In the bustling economy of the cell, little bubbles called vesicles serve as container ships, ferrying cargo to and from the port - the cell membrane. Some of these vesicles, called post-Golgi vesicles, export cargo made by the cell's protein factory.
Scientists have long believed that other, similar vesicles handle the reverse function, importing life-supporting nutrients and proteins through an independent process. By using a finely honed type of microscopy to more precisely examine these transactions, new research shows that the processes are not as independent as assumed: Certain molecules handle cargo moving in both directions. Like stevedores, they're involved
in both loading and unloading the cell's container ships.

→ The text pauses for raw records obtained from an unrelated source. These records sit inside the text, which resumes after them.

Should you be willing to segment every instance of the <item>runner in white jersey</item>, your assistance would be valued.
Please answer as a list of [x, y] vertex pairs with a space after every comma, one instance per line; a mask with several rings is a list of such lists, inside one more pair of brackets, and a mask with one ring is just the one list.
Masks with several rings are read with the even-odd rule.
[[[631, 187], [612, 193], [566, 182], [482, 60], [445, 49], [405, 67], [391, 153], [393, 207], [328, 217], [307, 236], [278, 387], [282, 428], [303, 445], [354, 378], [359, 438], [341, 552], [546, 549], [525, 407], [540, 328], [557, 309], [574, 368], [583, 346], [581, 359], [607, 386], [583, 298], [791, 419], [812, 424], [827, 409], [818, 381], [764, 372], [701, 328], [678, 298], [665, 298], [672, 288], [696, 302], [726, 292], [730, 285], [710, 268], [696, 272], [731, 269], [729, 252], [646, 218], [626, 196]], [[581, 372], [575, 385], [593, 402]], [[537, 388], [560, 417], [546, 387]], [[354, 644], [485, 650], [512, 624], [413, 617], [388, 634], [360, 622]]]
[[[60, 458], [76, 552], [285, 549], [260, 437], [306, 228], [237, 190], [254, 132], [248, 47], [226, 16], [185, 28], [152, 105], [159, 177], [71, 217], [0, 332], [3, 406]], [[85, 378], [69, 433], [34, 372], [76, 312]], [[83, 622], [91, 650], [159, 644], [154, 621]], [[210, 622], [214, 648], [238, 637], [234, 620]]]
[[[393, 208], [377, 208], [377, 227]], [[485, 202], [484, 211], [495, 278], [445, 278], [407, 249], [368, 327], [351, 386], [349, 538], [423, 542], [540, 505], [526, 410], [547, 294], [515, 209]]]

Jyoti Jaiswal, a research assistant professor, and Sanford M. Simon, head of the Laboratory of Cellular Biophysics at Rockefeller University, examined the most common form of cellular export process called constitutive exocytosis, a continual ferrying of goods involved in the regular life and maintenance of all eukaryotic cells. This sort of shipping was assumed to end with the vesicles fusing completely to the membrane and delivering their whole load of proteins and lipids, in contrast to the more discriminating process by which similar container ships import proteins from outside the cell - called endocytosis. But in a paper published today in Cell, Jaiswal and Simon show that some of the key molecules regulating endocytosis, such as clathrin, dynamin and actin, are also at work in exocytosis.
"In retrospect, it makes perfect sense," Jaiswal says. "But at first we thought we had to be wrong because they had been defined as endocytic molecules." Adds Simon, "Once we took a step back from the dogma, we saw that cells employ these molecules for import and export. Then everything fell into place. We should stop stereotyping molecules as dedicated for this or that purpose. It puts on the blinders. There's an advantage in biology of sometimes just looking without a hypothesis."
The researchers used a special form of microscopy - total internal reflection fluorescence microscopy - capable of focusing solely on the narrow plane in which the vesicle and membrane merge. "It's a little like the guy looking under the streetlight for his keys because it's the only place he can see, but we've actually arranged for the streetlight to be focused on exactly where we're interested," Simon says. "We get the vesicles at the point of fusion without the background noise of everything else going on inside the cell."